Setembro começou com turbulência nos mercados financeiros mundiais. Wall Street arrancou em queda, com o S&P 500 a recuar 0,71% para 7.631,47 pontos, o Dow Jones a perder 0,79% para 52.766,88 pontos e o Nasdaq Composite a cair 1,03% para 26.099,77 pontos. Simultaneamente, as yields das dívidas soberanas dispararam para níveis históricos, com a yield norte-americana a 10 anos a atingir 4,798%, o valor mais alto desde janeiro de 2025, e a yield alemã a 10 anos a chegar aos 3,35%, máximo desde 2011.
O petróleo voltou a ser o termómetro da geopolítica, com o crude WTI a subir 5,2% para 90,22 dólares e o Brent a avançar 4,59% para 94,65 dólares, após os Estados Unidos terem lançado uma nova vaga de ataques contra alvos no Irão. O Irão respondeu militarmente, visando bases e interesses norte-americanos no Médio Oriente, fazendo disparar ainda mais os preços do crude. O contexto geopolítico no Médio Oriente não dá tréguas, enquanto os juros da dívida soberana a nível global estão no valor mais alto desde 2008.

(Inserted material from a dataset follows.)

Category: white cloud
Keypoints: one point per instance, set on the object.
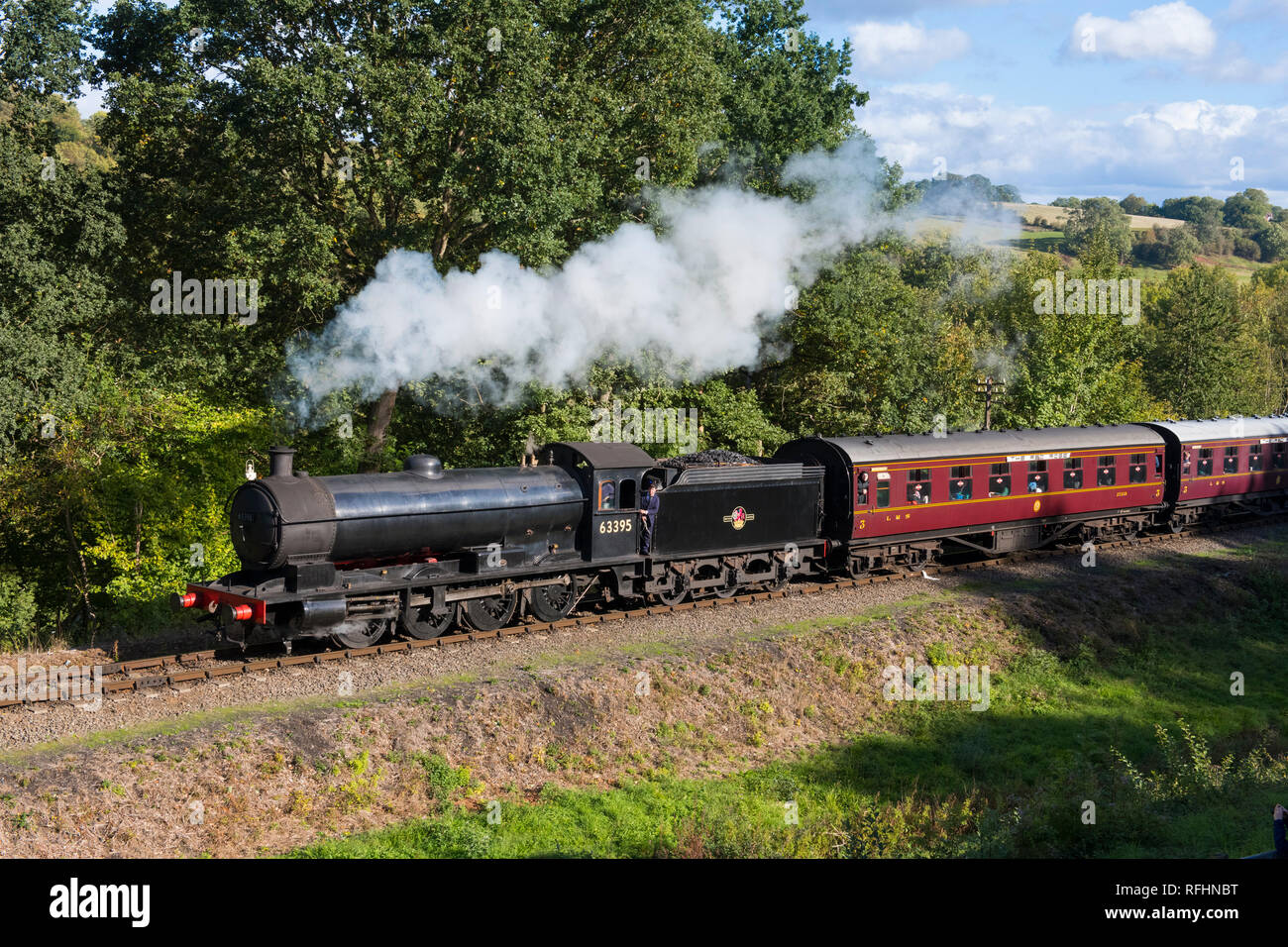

A subida das yields pressiona tanto Wall Street como as bolsas europeias, num cenário descrito como bear market de obrigações. O mercado já precifica 68,2% de probabilidade de uma subida de 25 pontos base pela Fed em setembro, acima dos 39,6% de uma semana atrás, depois do discurso hawkish de Kevin Warsh em Jackson Hole. Na Europa, os dados de inflação da zona euro acima dos 3% em agosto cementaram as apostas numa subida de juros pelo BCE também em setembro. Ainda assim, dados que mostram uma desaceleração da atividade industrial nos EUA e vagas de emprego inferiores ao esperado em julho trouxeram algum alívio aos investidores.
Na geopolítica europeia, o conflito entre a Ucrânia e a Rússia intensificou-se, com Putin a anunciar que a Rússia anexou 270 quilómetros quadrados de terra e 15 povoações em Donetsk, além de 9 povoações em Zaporizhzhia em agosto. Zelensky ameaçou atacar companhias aéreas que sobrevoem a Rússia com drones, o que Putin apelidou de "terrorismo de Estado". A Alemanha anunciou o encerramento do consulado russo em Bona e do centro cultural russo em Berlim, após responsabilizar Moscovo por incidentes com drones no aeroporto de Leipzig, tendo a Rússia prometido uma "resposta adequada".